My maths is incredibly rusty, but you may find the Newton Raphson method gives you good results. In general it converges very quickly on an accurate solution, assuming the iteration begins "sufficiently near" the desired root.
Your last picture shows only three points, which only suffice to define a quadratic polynomial, not cubic. For cubic interpolation, you'll need four points. A cubic polynomial can be fitted in different ways; here are two.
The most straightforward way is to simply let the (unique) polynomial pass through all four points.
Another way is to use tangents. Again, we need four points. Let the left two points define a slope. Have the polynomial pass through the second point (in general, it doesn't pass through the first point), and match the computed slope in that point. And same on the right side for the fourth and third point.
By the way, any higher-order polynomial is probably a bad idea, because they tend to become very unstable in the presence of even a little bit of input noise.
If you give some more details about your problem domain, I might be able to give a more specific answer. For example, where do your data points come from, what kind of curve can you generally expect, and can you go back and sample more if required? I can provide equations and pseudo-code too, if needed.
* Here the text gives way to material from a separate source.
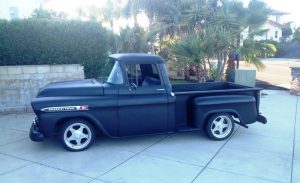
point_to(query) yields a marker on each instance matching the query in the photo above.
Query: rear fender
(240, 106)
Update: silly me left a sentence referring to two ways without typing them out. Typed them out now.
The magic word is "root solver"; a mathematical root is the value where the function equals zero. By adding/subtracting the threshold, you can use root finders.
If you have a clue what function you are interpolating you can set up a very fast root finder. If you don't have a clue as suggested by your post ("undefined"), the best method is "Brent's method", a combination of "secant method" and "bisection", or the "secant method" alone. Wikipedia has an entry for this method.
Contrary to your opinion it is not a good idea to use more complicated functions. The main performance hurdle are function evaluations which increase with more points/getting the derivative or more complex interpolation functions.
The Newton-Raphson method is VERY BAD if you are near a maximum/minimum/inflection point because the near zero derivative sends you far away from the point and there are some other problems with it. Do not use it until you know what you are doing.